4. “How hard it is to even live a day doing nothing but being at war with your mind and body, fighting just to shower and get dressed, having so many thoughts and feelings that it makes you wonder is the next day worth it. Just being mentally tired all day.”

5.I wish others understood that I am a very hard worker and that I want to work. I want them to understand that it is not a choice. I have chosen to try to work in the past, but the only jobs I’ve been able to stay with are those with family or friends who have let me take a break or have mental health days when I can’t handle it.” 
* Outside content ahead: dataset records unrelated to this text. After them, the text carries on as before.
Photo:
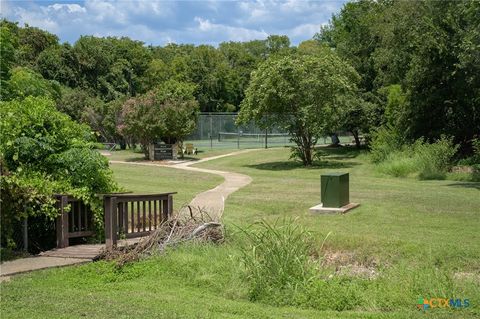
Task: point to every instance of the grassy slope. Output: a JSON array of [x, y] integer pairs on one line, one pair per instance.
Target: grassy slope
[[416, 233], [148, 179]]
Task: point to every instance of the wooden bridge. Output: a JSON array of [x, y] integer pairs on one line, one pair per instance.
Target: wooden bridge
[[128, 218]]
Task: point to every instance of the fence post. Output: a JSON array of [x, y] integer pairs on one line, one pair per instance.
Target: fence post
[[110, 211], [62, 222], [25, 234]]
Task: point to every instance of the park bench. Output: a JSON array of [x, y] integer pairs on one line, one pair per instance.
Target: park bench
[[189, 149]]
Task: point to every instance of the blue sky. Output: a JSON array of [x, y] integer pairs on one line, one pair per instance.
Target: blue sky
[[162, 22]]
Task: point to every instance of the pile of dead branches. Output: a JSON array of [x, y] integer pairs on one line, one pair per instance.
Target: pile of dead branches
[[191, 224]]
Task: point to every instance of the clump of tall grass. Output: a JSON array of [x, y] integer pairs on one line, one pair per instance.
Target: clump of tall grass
[[426, 160], [277, 260], [435, 160]]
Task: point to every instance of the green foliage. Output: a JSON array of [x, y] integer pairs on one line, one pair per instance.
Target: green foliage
[[302, 93], [429, 160], [24, 82], [277, 260], [385, 141], [431, 70], [167, 113], [7, 52], [435, 159], [43, 152]]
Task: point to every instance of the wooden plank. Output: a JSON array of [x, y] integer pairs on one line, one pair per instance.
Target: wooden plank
[[79, 212], [62, 223], [110, 206], [155, 213], [138, 234], [149, 215], [125, 217], [85, 233], [138, 216], [132, 208], [128, 197], [144, 215]]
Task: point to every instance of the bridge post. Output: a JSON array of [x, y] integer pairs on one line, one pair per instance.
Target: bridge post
[[110, 209], [62, 222]]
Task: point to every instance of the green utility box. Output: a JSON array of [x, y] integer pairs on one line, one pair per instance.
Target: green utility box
[[335, 190]]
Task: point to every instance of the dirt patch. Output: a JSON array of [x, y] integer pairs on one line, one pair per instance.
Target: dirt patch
[[346, 264], [462, 169], [469, 276]]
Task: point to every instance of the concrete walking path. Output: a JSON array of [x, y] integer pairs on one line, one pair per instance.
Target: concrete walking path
[[211, 201]]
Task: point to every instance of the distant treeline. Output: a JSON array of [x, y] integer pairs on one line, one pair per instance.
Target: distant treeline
[[419, 63]]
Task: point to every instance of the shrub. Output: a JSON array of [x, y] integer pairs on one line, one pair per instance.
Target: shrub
[[398, 164], [277, 260], [44, 152], [385, 140], [434, 160]]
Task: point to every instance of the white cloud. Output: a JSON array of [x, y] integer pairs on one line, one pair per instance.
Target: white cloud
[[69, 7], [160, 22], [213, 31]]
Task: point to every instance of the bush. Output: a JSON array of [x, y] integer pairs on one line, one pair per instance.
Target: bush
[[43, 152], [277, 261], [398, 164], [429, 160], [385, 141], [434, 160]]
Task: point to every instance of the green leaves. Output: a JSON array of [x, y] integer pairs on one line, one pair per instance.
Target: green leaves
[[44, 153], [302, 92]]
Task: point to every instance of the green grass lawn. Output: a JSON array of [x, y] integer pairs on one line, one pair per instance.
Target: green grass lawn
[[420, 237], [138, 156], [150, 179]]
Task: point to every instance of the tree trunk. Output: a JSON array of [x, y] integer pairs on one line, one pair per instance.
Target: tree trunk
[[335, 139], [357, 139]]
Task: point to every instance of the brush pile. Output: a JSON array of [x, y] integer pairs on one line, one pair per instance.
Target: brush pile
[[191, 224]]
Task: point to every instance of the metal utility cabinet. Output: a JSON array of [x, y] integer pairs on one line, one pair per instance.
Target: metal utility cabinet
[[335, 190]]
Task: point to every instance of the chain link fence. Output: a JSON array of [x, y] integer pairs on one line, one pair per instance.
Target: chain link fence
[[219, 130]]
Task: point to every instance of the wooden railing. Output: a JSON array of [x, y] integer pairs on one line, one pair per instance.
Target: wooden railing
[[132, 216], [72, 223]]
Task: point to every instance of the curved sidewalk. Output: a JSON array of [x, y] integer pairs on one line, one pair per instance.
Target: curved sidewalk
[[211, 201]]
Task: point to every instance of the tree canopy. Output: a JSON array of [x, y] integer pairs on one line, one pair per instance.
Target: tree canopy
[[303, 93]]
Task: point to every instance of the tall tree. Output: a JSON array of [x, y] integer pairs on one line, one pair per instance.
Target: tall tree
[[302, 93]]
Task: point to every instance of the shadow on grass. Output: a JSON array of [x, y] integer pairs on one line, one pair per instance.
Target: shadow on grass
[[339, 153], [290, 165], [465, 185]]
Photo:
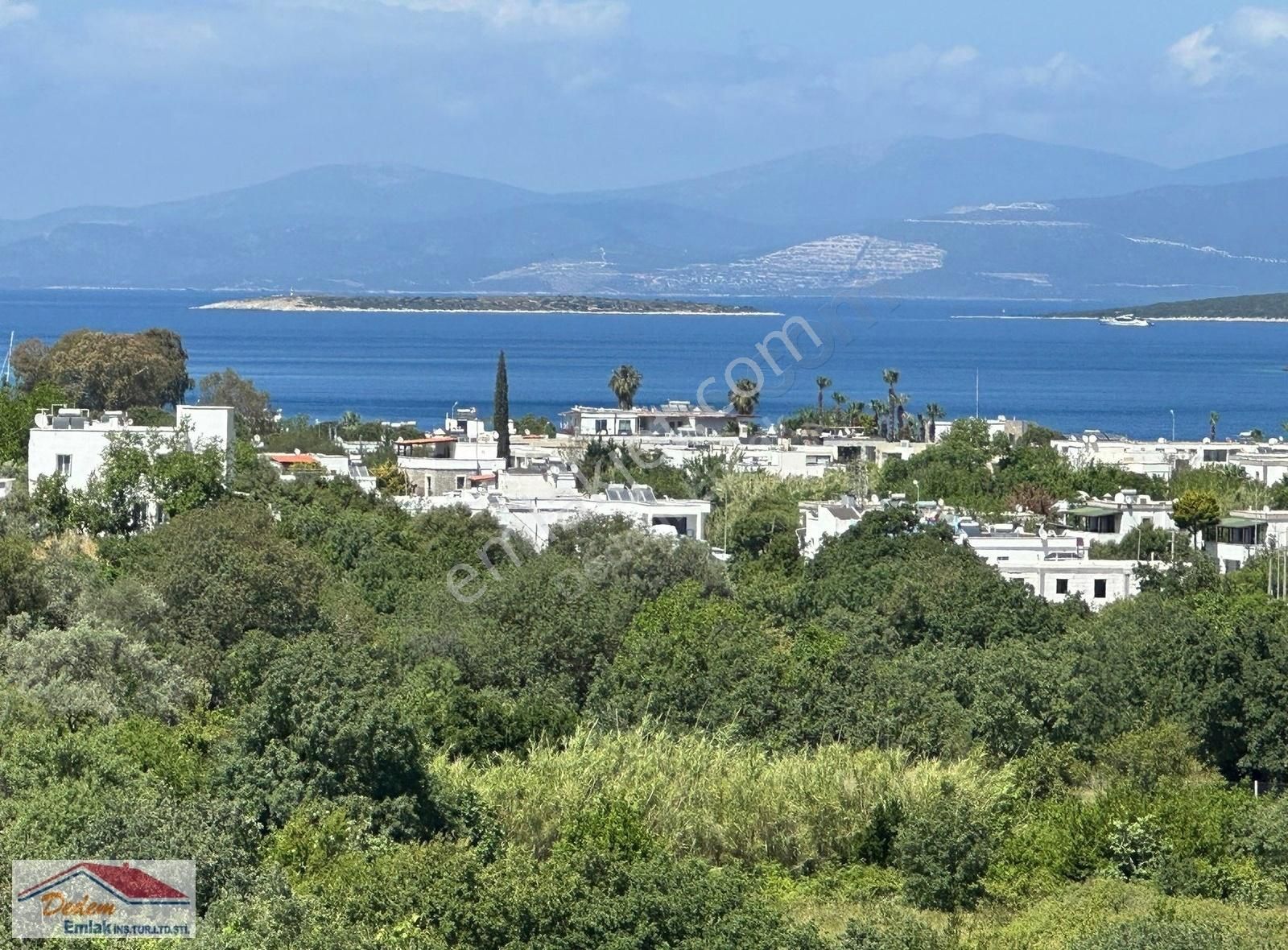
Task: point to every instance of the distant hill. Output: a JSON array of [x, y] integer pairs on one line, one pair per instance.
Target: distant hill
[[1259, 307], [835, 189], [989, 215]]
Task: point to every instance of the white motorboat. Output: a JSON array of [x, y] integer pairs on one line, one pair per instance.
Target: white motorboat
[[1125, 320]]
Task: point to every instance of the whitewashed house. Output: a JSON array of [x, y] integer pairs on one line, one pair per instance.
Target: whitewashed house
[[1109, 519], [534, 518], [294, 465], [441, 464], [71, 443], [824, 520], [1055, 567], [675, 417]]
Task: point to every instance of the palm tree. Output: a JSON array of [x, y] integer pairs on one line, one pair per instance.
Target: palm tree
[[892, 380], [822, 382], [934, 412], [879, 410], [901, 425], [625, 382], [745, 397]]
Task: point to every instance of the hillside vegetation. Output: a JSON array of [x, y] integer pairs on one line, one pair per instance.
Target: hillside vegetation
[[1262, 307]]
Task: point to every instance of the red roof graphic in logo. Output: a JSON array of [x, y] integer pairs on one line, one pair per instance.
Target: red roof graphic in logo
[[130, 885]]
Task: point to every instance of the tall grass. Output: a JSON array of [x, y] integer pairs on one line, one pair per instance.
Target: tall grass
[[712, 797]]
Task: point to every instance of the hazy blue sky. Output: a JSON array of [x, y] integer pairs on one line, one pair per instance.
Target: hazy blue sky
[[135, 101]]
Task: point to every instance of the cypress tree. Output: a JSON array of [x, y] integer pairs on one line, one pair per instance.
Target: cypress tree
[[502, 411]]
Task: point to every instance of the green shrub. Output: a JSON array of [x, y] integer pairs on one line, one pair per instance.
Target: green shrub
[[943, 850]]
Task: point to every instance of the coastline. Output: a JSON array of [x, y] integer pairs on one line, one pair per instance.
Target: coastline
[[312, 308], [1098, 320]]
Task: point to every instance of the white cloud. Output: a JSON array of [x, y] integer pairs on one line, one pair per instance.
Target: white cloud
[[1257, 26], [1060, 72], [1236, 47], [16, 12], [1197, 57], [564, 17]]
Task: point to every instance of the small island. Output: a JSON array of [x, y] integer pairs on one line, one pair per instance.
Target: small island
[[508, 303], [1255, 307]]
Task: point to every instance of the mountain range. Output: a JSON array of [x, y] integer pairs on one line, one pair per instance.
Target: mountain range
[[987, 215]]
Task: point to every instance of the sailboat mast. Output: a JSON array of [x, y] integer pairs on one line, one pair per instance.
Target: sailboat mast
[[8, 359]]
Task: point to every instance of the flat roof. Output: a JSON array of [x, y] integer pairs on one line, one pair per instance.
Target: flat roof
[[1092, 511], [1241, 522]]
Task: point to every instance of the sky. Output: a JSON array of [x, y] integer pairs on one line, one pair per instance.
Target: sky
[[128, 102]]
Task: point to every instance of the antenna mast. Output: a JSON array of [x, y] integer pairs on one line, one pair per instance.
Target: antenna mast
[[6, 367]]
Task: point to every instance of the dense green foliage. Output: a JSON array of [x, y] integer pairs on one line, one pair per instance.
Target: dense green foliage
[[618, 741], [107, 371], [621, 743]]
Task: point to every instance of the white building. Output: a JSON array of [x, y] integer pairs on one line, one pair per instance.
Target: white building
[[1243, 535], [1054, 567], [876, 451], [294, 465], [1109, 519], [1159, 459], [534, 518], [442, 464], [68, 443], [1099, 582], [1266, 464], [675, 417], [824, 520]]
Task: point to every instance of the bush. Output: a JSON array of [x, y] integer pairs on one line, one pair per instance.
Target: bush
[[943, 850], [1159, 935]]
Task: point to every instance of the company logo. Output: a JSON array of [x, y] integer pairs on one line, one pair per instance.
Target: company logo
[[103, 898]]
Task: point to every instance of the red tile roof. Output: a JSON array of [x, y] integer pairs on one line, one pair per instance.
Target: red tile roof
[[126, 882]]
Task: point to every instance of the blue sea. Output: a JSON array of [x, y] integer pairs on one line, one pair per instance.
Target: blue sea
[[1069, 375]]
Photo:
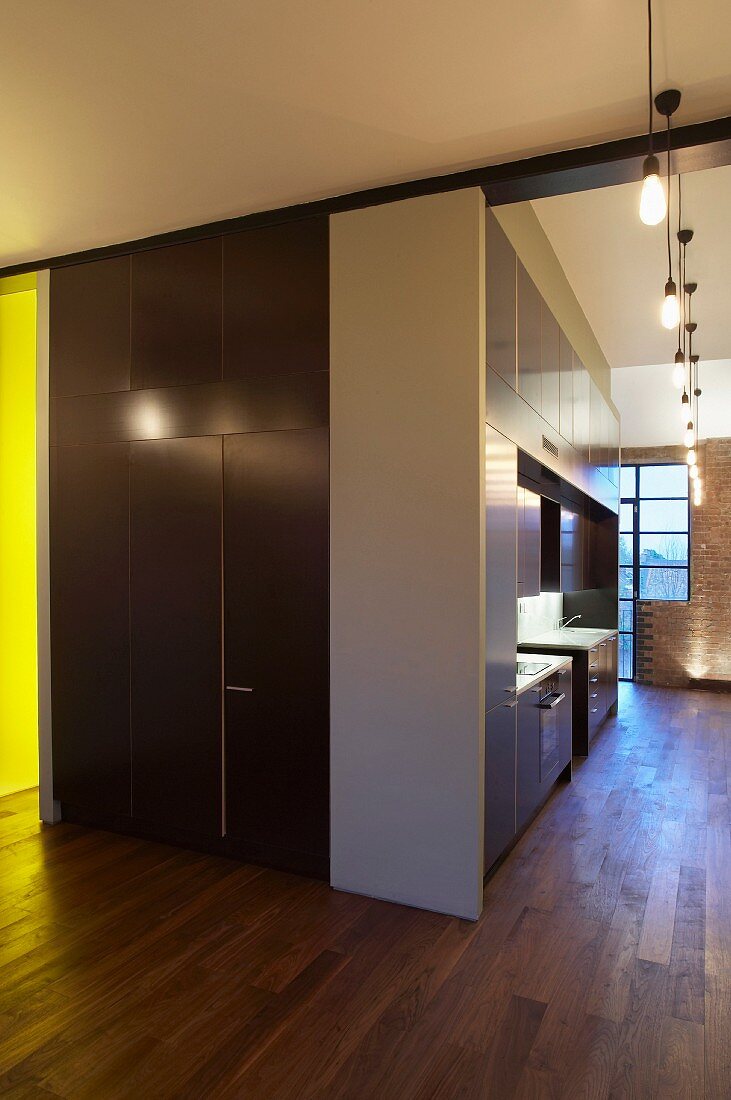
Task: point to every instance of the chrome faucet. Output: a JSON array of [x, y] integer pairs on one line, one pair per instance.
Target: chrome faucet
[[566, 624]]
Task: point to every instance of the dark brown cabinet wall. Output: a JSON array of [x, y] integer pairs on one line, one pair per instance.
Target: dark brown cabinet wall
[[189, 520], [90, 328], [90, 618], [276, 638], [176, 315], [175, 616], [276, 300]]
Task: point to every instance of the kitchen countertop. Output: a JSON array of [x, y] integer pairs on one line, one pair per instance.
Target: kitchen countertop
[[551, 660], [572, 638]]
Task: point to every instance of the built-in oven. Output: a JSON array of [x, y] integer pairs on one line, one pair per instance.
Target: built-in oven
[[550, 699]]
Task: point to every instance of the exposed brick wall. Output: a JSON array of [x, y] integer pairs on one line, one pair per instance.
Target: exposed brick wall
[[680, 641]]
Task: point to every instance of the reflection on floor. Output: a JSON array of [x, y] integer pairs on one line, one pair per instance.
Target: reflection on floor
[[601, 966]]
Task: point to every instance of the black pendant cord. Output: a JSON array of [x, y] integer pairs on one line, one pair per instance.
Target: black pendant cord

6. “I’m not lazy or unwilling to work — I still have ambition. I’ve been able to cope with freelancing and doing work from home just fine. However, dealing with office politics, team meetings, long commutes on packed buses, management and unfamiliar environments is difficult for me. If I choose to work from home as a result of that, it doesn’t mean I’m abnormal. I may not earn as much, but I’d rather maintain my sanity and earn less, rather than push myself into a situation that doesn’t fit with my needs in terms of my anxiety disorder.”

7. “Working from home allows me to take breaks if I need to — I don’t feel trapped, I don’t have to hide in the toilets to have a panic attack, I don’t have to worry about phoning in sick and getting fired. Just because I can’t work a ‘traditional’ job doesn’t mean I’m useless. There’s plenty of other things I can do.”

8. “I wish people knew I didn’t want this. I don’t enjoy the time I have to take to go to therapy or the times where I have to get up and leave because I can’t hold myself together. People seem to think it’s a special privilege to go to therapy once a week and get out of work. It isn’t.” 

9. “I’m not ‘lucky’ to only be working a few days at my paying job. Every day is work for me and my mental illness is a 24/7 job in its own.” 

10.I just need time to heal while off work,and when I do return I know I’ll be better then ever…I’ve currently been off work since 2015… waiting on a court date for Social Security. Being off work is more overwhelming then anything in the midst of healing and being called lazy, cuz I just can’t. Maybe I need a bandage around my head to make things clearer.” 

11. “I wish people understood how demeaning their comments are.” 

12. “I wish people could understand how much I’d give to be out at work, how motivated I’d be, how much I’d love to have a job. I wish they’d stop assuming I’m lazy or lucky. I wish they’d understand that being at home isn’t like having a day off. It’s constant and it’s crushing and it got boring seven years ago.”

13. “I’m not a bad worker and I’m ‘asking for hand outs.’ I really want to do my best, but some days it’s really hard for me to put on a smile.” 

14. “Please don’t think I’m ‘exaggerating’ or ‘faking symptoms’ to get out of things. This only increases stigma of mental health, and of course made me feel worse.” 

15. “Being on food stamps and social security disability doesn’t mean you did anything wrong. It was hard for me to swallow my pride and use social programs when I needed them. I want more than anything to have a normal life and be able to tell someone how many years I’ve been at a company.” 

16. “I wish people knew that my mental illness doesn’t define me. I wish people would understand I’m not damaged goods. I work hard… I give 150 percent into everything I do.”